One way to do this may be to update the definition of terms. Let’s start with the word newspaper.

 

Most people still see a newspaper as news printed on paper. I submit that even those media outlets that stopped printing and distributing news on paper in favor of an online-only model can still be called newspapers.

 

We’re already using the word publish with an online meaning. When I’m finished writing this piece, I will hit a button labeled “publish” so you can read it via this blog site. Not many years ago, the word “publish” meant physically producing and disseminating printed pages for public consumption. We’re already far beyond that definition in this digital age. We’ve updated these terms in our lexicon:

 

  • A file is no longer limited to something in a manila folder
  • To dial-in or dial-up does not require the use of a rotary phone
  • A press kit does not – and should not! – need to be a wasteful and environmentally unfriendly box of junk that PR folks send to journalists who throw them away
  • A record can be a compact disc, not only vinyl
  • An album is a collection of songs, not only on vinyl

 

Those last two are still hurdles for some people! Let’s all say it together….CDs are records…albums are collections of songs….

 

 
Here are a few others to think about. Is “The Office” a Television show? Of course it is, though millions of us do not watch it on a Television but via iTunes, Hulu, DVDs on a laptop, or on a monitor on an airplane.

  

Are companies like Best Buy or Toys R Us only retail stores, or are they suppliers of goods both digital and physical? I say the latter.
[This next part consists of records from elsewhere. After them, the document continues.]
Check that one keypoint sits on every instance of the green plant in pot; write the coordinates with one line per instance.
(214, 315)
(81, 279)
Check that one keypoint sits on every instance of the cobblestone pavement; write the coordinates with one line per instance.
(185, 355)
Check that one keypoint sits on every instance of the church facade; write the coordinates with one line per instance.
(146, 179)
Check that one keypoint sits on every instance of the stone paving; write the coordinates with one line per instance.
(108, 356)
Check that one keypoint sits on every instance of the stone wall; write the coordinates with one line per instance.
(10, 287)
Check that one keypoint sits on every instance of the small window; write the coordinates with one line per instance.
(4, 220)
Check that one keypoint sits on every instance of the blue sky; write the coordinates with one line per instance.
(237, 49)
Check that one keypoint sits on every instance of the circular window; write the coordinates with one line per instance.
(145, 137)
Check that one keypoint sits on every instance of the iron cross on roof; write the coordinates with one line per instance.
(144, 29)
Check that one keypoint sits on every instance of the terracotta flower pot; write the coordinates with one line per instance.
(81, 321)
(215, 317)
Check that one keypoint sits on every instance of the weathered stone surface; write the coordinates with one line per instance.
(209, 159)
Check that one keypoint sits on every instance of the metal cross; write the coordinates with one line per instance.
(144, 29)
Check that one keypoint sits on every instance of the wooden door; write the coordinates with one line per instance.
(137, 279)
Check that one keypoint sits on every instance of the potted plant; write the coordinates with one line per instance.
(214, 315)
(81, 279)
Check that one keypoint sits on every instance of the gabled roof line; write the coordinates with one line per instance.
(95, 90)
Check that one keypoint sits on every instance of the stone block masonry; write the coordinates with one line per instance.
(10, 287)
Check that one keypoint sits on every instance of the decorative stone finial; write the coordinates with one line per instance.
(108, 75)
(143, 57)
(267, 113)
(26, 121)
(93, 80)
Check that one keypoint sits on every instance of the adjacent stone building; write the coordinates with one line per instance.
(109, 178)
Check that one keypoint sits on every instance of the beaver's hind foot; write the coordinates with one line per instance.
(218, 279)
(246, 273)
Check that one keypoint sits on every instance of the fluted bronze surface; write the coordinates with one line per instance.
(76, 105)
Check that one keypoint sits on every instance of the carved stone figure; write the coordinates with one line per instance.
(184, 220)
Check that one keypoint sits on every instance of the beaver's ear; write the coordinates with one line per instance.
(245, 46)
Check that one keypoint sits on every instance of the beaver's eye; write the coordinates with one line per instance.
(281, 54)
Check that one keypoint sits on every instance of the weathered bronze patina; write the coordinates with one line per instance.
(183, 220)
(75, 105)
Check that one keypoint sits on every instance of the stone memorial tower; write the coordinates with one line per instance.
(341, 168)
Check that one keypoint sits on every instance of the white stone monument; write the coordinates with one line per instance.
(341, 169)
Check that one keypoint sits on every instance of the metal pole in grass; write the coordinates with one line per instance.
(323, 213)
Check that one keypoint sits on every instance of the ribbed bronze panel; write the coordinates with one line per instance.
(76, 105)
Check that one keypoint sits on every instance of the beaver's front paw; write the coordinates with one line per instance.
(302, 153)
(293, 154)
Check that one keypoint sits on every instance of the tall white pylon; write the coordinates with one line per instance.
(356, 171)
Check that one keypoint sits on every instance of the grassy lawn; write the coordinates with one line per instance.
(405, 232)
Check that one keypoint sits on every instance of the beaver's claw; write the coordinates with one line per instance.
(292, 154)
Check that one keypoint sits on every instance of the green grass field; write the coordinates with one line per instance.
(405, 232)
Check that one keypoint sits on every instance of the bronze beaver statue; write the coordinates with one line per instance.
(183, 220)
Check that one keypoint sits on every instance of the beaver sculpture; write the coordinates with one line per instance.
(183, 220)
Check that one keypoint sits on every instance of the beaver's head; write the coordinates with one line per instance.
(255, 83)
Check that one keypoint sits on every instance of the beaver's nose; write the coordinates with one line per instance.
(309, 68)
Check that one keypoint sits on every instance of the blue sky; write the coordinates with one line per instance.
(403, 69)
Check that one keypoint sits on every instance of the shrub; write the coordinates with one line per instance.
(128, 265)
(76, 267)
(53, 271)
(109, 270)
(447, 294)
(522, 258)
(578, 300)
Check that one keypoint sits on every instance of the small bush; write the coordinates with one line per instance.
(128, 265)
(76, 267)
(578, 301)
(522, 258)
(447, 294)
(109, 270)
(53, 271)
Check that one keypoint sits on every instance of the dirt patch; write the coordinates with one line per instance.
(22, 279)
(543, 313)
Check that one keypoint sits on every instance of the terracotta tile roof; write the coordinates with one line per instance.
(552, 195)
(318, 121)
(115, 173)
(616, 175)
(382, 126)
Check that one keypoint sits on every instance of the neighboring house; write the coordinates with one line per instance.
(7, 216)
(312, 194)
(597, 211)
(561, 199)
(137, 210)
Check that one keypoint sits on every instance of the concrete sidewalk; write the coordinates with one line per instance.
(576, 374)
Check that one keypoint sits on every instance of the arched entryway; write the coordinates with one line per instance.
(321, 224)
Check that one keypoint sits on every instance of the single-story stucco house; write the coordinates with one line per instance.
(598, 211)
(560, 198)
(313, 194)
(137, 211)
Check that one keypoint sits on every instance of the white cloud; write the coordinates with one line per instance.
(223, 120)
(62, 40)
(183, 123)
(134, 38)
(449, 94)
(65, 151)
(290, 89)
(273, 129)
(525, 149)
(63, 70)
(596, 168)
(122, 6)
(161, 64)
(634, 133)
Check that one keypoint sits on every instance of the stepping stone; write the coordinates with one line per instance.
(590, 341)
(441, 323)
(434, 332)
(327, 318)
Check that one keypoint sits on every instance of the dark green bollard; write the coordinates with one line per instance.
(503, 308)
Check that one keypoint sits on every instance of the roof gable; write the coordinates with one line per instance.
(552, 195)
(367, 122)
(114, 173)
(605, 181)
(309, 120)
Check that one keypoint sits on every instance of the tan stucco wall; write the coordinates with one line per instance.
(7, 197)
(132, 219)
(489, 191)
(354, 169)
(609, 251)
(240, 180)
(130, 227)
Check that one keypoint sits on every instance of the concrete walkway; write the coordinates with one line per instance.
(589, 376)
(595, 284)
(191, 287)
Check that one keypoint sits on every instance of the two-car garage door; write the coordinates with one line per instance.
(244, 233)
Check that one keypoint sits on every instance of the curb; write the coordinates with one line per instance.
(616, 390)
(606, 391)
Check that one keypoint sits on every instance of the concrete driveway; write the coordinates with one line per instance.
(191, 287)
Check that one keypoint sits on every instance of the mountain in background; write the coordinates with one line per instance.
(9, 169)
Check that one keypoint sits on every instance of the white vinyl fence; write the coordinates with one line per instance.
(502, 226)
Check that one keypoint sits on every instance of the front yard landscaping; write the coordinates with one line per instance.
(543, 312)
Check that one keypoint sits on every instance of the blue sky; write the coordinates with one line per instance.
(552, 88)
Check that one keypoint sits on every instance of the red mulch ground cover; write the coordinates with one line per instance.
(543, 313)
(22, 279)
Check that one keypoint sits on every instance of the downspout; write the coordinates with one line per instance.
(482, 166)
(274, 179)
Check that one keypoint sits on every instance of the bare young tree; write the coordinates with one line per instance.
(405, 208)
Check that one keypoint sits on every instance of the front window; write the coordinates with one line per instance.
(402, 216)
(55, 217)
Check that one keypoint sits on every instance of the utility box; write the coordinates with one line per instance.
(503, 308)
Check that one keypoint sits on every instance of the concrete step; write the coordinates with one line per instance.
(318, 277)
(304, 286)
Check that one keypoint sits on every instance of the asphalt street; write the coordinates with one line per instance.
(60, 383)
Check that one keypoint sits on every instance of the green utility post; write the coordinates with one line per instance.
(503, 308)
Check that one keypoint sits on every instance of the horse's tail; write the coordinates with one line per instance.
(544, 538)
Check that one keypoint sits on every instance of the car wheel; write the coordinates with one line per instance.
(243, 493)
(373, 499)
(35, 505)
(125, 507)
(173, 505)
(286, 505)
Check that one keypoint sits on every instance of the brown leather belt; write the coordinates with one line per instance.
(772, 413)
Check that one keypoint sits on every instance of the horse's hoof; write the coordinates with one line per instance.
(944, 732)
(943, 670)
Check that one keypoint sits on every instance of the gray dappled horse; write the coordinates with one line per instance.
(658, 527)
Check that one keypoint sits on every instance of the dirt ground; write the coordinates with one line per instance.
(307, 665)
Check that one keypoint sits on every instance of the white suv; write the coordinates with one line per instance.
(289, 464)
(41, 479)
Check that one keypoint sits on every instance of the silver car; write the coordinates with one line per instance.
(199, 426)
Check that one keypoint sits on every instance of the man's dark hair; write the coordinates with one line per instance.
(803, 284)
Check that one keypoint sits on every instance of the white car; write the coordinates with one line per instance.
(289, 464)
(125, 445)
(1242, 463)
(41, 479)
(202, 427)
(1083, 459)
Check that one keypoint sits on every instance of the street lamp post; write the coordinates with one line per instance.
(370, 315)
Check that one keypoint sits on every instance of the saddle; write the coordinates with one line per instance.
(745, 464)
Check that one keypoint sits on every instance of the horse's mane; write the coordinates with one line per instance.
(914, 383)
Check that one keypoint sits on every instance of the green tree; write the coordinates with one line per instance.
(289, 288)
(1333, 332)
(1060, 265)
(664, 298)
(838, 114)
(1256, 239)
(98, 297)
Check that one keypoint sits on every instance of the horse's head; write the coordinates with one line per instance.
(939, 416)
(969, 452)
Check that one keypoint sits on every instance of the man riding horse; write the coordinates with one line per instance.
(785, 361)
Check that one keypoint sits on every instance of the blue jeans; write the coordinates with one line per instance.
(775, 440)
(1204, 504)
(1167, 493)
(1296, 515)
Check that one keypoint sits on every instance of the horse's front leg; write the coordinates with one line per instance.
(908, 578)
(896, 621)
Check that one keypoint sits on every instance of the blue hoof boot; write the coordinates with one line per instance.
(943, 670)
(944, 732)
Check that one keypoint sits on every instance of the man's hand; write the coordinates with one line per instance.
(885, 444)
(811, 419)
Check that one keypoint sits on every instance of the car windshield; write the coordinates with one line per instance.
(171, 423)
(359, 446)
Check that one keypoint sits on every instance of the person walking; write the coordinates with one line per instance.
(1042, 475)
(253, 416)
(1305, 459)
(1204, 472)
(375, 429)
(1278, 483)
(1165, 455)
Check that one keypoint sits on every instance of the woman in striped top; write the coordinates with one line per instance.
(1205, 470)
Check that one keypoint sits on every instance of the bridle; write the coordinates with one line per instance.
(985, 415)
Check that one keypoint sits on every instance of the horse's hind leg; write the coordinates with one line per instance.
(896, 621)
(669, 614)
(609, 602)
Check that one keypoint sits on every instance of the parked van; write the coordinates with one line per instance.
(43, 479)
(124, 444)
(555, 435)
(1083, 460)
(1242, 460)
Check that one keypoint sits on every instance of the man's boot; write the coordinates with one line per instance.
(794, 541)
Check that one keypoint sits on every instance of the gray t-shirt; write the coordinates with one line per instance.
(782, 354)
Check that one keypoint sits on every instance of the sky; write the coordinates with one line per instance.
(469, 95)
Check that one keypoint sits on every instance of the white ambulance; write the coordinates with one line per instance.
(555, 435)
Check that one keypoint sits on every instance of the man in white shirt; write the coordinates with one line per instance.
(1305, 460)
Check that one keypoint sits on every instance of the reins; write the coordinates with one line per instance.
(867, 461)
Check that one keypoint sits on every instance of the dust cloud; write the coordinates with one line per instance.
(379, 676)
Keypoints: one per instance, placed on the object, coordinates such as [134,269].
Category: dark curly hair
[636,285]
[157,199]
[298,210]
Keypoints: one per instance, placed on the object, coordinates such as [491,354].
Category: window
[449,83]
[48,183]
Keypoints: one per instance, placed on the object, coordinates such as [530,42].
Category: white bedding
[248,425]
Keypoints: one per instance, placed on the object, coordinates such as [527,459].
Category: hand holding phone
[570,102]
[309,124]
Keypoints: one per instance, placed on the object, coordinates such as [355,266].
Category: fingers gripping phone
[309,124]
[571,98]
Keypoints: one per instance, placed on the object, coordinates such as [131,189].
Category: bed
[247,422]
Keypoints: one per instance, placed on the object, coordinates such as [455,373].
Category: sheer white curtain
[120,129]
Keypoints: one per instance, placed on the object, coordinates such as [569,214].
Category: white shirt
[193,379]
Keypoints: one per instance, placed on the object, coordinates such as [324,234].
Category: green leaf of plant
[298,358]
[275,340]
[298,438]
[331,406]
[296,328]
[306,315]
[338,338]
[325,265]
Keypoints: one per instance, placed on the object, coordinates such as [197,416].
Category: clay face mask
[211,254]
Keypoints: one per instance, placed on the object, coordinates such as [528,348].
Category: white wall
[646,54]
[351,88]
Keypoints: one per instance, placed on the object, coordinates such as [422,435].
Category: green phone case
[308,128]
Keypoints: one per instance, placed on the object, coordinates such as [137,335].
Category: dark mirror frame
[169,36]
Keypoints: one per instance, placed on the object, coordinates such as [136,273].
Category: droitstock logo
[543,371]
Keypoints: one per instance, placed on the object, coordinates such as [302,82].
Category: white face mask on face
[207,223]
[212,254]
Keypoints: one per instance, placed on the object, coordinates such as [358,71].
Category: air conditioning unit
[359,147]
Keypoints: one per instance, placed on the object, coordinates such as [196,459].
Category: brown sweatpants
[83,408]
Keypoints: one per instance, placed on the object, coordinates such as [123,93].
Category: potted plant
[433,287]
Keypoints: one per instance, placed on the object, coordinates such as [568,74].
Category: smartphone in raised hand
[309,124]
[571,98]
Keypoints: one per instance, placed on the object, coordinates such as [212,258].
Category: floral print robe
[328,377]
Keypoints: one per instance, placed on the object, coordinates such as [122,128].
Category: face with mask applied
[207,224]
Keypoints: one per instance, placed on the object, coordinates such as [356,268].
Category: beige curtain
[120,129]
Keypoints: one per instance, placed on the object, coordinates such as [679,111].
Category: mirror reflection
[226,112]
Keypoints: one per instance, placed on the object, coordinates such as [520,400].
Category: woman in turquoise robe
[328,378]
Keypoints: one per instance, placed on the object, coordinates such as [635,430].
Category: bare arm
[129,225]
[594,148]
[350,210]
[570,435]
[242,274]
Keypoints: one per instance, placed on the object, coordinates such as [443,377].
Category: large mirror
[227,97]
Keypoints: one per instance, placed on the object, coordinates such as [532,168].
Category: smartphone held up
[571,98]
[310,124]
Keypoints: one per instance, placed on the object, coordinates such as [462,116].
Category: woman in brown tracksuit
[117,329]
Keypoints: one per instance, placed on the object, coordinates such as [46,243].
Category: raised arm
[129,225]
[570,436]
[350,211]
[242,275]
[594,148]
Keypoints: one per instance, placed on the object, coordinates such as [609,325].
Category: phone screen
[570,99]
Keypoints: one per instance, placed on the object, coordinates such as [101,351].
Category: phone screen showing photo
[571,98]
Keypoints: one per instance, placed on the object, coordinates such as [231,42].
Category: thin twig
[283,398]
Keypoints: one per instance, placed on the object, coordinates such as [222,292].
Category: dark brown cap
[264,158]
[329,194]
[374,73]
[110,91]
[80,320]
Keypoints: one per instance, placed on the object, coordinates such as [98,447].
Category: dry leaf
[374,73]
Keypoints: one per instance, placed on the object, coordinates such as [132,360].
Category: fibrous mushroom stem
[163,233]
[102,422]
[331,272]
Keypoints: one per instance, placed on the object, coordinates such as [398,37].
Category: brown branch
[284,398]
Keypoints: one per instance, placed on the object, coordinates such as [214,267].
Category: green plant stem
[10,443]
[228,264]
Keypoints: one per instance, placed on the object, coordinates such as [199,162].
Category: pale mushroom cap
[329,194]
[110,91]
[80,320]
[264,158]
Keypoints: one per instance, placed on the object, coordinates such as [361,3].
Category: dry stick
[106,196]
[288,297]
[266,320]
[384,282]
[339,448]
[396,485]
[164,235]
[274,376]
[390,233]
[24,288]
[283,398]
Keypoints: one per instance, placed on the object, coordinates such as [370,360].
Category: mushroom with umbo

I’m a huge Toys R Us customer in my nearly three years of fatherhood, yet I haven’t stepped into a brick & mortar Toys R Us location since I was a kid.

 

So why are we limiting the term newspaper to exclude digital editions? We need to stop hitting the panic button every time a favorite newspaper or magazine goes online-only and realize that the newspaper lives on. And in the digital world, that means lives on forever.